Si j'avais eu connaissance, à l'époque de la parution, de cet article en tous points odieux et méprisable, je n'aurais pas manqué de lui donner la réponse et le démenti qu'il convenait. Peut-être n'est-il pas trop tard pour le faire et vous dire immédiatement et d'abord que je suis pleinement d'accord avec vous quand vous affirmez que vous étiez parfaitement au courant de nos activités clandestines durant l'occupation allemande et qui consistaient en: répartition de cartes d'alimentation (contrefaites à Londres) et de frais de séjour, attribution de logements aux évadés et parachutés, indication de filières pour le passage des frontières et lignes de démarcation, acheminement du courrier, lieu d'émission et de réception Radio avec Londres, lieu de réunion du Conseil National de la Résistance, etc. ¹ .
Tout cela supposait évidemment des allées et venues dans mon appartement situé exactement au-dessous du vôtre et qui ne pouvaient pas passer complètement inaperçues ni de vous, ni des autres voisins.
Je me souviens très bien qu'un soir vous m'avez dit très franchement: "Ne vous en faites pas Chamfleury, je sais à peu près tout ce que vous faites, vous et votre femme, mais ne craignez rien de ma part... je vous en donne ma parole... et même, si je puis vous aider...!".
Il y avait un tel accent de franchise dans votre affirmation que je me suis trouvé absolument rassuré.
Mieux, un certain jour, je suis venu frapper à votre porte, accompagné d'un Résistant qui avait été torturé par la Gestapo.

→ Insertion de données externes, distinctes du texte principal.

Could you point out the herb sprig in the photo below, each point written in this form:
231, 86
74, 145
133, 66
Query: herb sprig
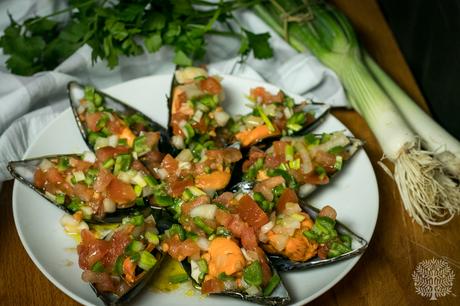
125, 28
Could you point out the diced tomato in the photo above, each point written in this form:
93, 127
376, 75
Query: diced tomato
152, 160
120, 192
315, 179
180, 250
39, 178
223, 217
224, 199
91, 120
211, 85
288, 195
91, 250
152, 139
53, 176
101, 280
326, 160
249, 239
83, 192
266, 270
115, 125
251, 213
273, 161
118, 242
279, 148
106, 153
212, 285
104, 177
170, 164
188, 206
177, 187
266, 97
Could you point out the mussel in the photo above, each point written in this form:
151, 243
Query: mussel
279, 295
308, 164
357, 246
195, 111
105, 121
68, 181
119, 275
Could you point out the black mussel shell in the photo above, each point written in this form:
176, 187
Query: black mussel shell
320, 111
24, 170
279, 296
305, 190
114, 300
359, 246
75, 92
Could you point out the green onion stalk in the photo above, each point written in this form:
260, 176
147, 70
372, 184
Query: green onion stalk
430, 194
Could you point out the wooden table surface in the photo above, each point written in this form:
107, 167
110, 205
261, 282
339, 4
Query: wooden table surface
381, 277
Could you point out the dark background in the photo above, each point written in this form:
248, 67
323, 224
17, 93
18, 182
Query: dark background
428, 33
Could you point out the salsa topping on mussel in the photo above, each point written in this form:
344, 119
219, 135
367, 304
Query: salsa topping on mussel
93, 187
118, 262
195, 107
272, 115
311, 159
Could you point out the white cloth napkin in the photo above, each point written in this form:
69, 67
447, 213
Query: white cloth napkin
28, 104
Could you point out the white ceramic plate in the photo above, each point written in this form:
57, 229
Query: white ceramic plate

Vous m'avez ouvert, vous avez examiné la main meurtrie de mon compagnon et, sans poser une seule question, vous avez fait le pansement qu'il convenait, en ayant parfaitement deviné l'origine de la blessure.
Peut-être retrouverez-vous une lettre que je vous avais fait parvenir par Gen Paul, dès la Libération.
Dans ce message, je vous informais de ma volonté de témoigner et d'intervenir contre les accusations mensongères et stupides dont vous accablait une certaine clique de petits roquets du journalisme et de la littérature, acharnés à broyer un confrère.
Il me répugne d'évoquer des souvenirs, pas toujours très drôles, de cette drôle de Résistance que galvaudent pourtant, avec délices et profits, cette meute de petits "littéraires" d'une époque si pauvre en talents.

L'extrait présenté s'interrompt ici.